Sauf incident de carrière, il ne faudra pas s’étonner de lire le nom d’Emöke Barath à la suite des sopranos légendaires interprètes de Bach, Edith Mathis, Deborah York, Emma Kirby, Nancy Argenta ou Elisabeth Schwarzkopf.
Le programme de cette soirée était ambitieux, aussi bien par la quantité d’œuvres proposées que par la diversité des styles vocaux exigés.
A la suite du Divertimento de Mozart, voici une longue et exigeante cantate de Bach.
Celle-ci, dite « Nuptiale » s’intitule étrangement « Weichet nur, betrübte Schatten » soit : « Dissipez-vous, ombres lugubres ». Les futurs mariés apprécieront.
Une cantate dont le texte, aussi hyperbolique que sibyllin, est aggravé par d’exaspérants récitatifs.
Mais les trois arias contenus dans cette partition sont d’une saisissante beauté.
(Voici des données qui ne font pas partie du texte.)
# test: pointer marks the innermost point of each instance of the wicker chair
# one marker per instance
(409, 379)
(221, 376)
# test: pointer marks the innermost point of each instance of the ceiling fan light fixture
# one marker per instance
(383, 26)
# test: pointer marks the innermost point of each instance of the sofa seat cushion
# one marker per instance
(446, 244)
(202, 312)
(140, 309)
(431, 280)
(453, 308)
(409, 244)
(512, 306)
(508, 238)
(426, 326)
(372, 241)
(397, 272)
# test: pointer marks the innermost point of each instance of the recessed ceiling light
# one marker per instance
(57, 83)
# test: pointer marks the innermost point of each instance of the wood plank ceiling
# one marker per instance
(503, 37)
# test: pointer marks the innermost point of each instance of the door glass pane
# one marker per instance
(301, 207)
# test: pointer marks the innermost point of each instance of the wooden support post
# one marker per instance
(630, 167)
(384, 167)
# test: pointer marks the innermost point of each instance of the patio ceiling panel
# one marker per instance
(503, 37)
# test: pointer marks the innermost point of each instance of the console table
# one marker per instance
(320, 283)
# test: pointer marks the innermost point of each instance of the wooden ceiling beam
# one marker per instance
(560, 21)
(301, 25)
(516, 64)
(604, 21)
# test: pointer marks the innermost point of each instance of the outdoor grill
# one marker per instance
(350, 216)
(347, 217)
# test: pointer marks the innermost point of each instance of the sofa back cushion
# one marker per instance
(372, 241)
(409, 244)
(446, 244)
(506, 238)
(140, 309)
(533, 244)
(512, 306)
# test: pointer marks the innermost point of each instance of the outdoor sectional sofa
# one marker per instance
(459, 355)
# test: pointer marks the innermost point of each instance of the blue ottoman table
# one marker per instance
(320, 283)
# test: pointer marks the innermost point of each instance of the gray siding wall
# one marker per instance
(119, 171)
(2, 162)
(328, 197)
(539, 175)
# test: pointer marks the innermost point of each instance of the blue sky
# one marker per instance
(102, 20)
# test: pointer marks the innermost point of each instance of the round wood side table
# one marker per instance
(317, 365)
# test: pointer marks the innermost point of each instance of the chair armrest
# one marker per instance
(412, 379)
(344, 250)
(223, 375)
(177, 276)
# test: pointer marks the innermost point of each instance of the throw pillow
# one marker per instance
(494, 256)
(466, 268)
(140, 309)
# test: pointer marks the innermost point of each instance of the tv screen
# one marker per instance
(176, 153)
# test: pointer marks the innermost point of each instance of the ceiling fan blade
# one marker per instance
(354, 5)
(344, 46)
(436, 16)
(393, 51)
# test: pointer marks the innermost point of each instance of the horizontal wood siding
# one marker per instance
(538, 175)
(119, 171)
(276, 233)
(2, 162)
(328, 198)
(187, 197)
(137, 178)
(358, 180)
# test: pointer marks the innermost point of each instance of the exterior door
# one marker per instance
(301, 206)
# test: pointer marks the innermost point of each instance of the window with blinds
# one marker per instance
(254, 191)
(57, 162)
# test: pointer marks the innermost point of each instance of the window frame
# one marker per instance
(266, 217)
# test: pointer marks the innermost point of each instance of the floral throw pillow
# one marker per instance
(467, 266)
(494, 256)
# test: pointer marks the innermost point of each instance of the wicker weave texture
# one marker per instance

Antichronologique, le programme se poursuit par un « tube » toutes catégories, le
« Oh let me weep » complainte de l’acte 5 de la « Fairy Queen » de Purcell. (*) Ici aussi, Emöke Barath irradie d’une parfaite diction et d’une sobriété, qui sans verser dans un quelconque prosaïsme, confère à ce bref chef d’œuvre, toute sa densité émotionnelle.
Deux œuvres « hors catégorie » figuraient dans cette programmation.
Compositeur suédois né en 1954, Andres Hillborg est une personnalité inclassable, un compositeur composite.
Etudiant au Royal Collège de musique de Stockholm il s’émancipe parfois des contraintes de la barre de mesure pour laisser sa riche imagination s’exprimer dans tous les genres. Son vaste répertoire comprend des œuvres concertantes, lyriques, chambristes et des musiques de films et de variétés (Abba) Une de ses œuvres a été créé en 2011 par le Philharmonique de Berlin est un ensemble de chansons signé par Anders Hillborg a été interprété par René Fleming.
Doué d’une imagination extrêmement fertile, Hillborg produit ici, sans une quelconque connotation dépréciative, une musique d’ « atmosphère », narrative, illustrative, très plaisante, sans appartenance à la création contemporaine.
Si le succès de cette soirée doit essentiellement à la découverte dEmöke Barath, on fera grief à cette programmation d’une durée excessive, l’économie du concerto pour hautbois de Haydn et des Epigrammes de Kodaly nous aurait été supportable.